Hamburg. Der HSV steht vor der wohl wichtigsten Entscheidung in seiner 127-jährigen Vereinsgeschichte. Im Kampf um die Klub-Reform HSVPlus geht es um Posten, Macht, Millionen - vor allem aber um die Hoffnung auf eine bessere Zukunft. Sollten sich die HSVer am Sonntag auf der Mitgliederversammlung (ab 11 Uhr im Liveticker auf abendblatt.de) gegen die Ausgliederung der Fußball-Abteilung nach dem Vorbild des FC Bayern entscheiden, droht dem hoch verschuldeten Klub der Kollaps.

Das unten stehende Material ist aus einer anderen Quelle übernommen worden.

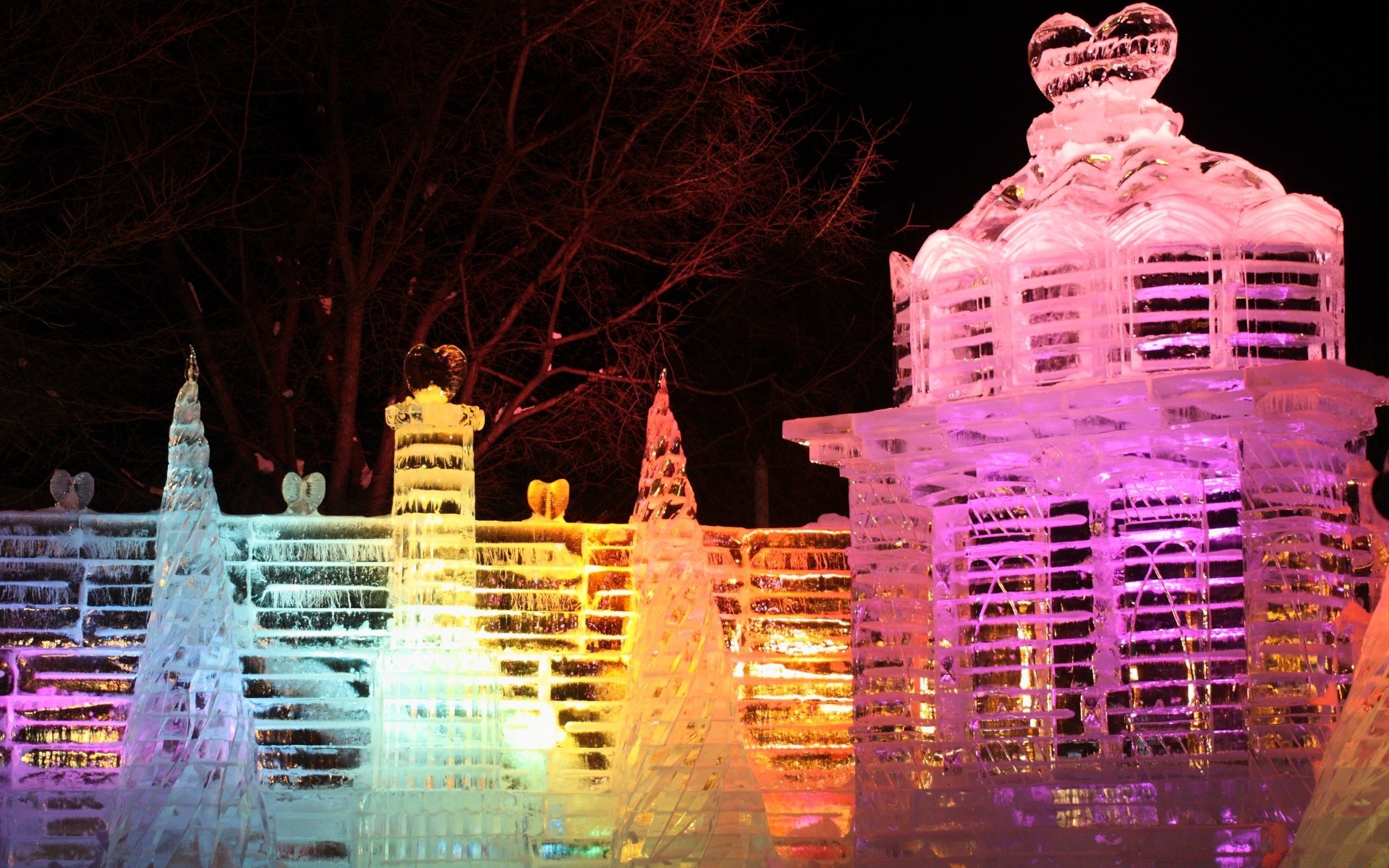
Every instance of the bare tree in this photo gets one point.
(553, 185)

„Der HSV ist ein Sanierungsfall“, sagte Karl Gernandt, Vertrauter des steinreichen Edelfans Klaus-Michael Kühne und designierter Aufsichtsratsvorsitzender der Hamburger, vor der Abstimmung. Gernandts größter Trumpf im Ringen um die Macht ist neben den Kühne-Millionen ein alter Bekannter an der Elbe: Dietmar Beiersdorfer soll als neuer starker Mann den HSV zurück zum Erfolg führen. „Er ist der einzige deutsche Fußball-Manager, der internationale Anerkennung genießt“, sagte Gernandt. Neben „Big Boss“ Beiersdorfer soll ein Finanzfachmann und Sanierer im neuen zweiköpfigen Vorstand einer möglichen HSV-Fußball-AG sitzen.

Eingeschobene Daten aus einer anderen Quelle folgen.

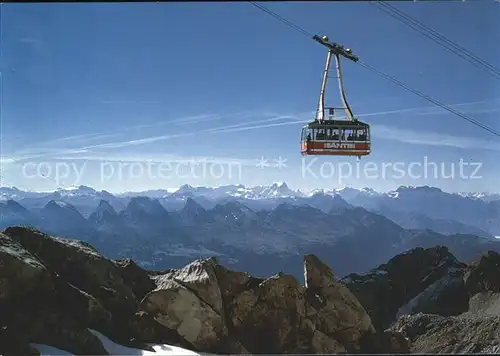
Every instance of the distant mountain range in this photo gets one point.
(411, 207)
(261, 229)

Eines ist sicher: Sollte HSVPlus umgesetzt werden, bleibt bei dem Bundesliga-Dino eine Woche nach der Rettung im Abstiegskampf kein Stein auf dem anderen. Für den bisherigen Vorstandschef Carl Jarchow wäre wohl ebenso kein Platz mehr an der Spitze wie für den amtierenden Sportchef Oliver Kreuzer. „Es werden einige nicht mehr dabei sein, die bisher eine gewisse Routine darin hatten, über den HSV zu sprechen“, sagte Gernandt.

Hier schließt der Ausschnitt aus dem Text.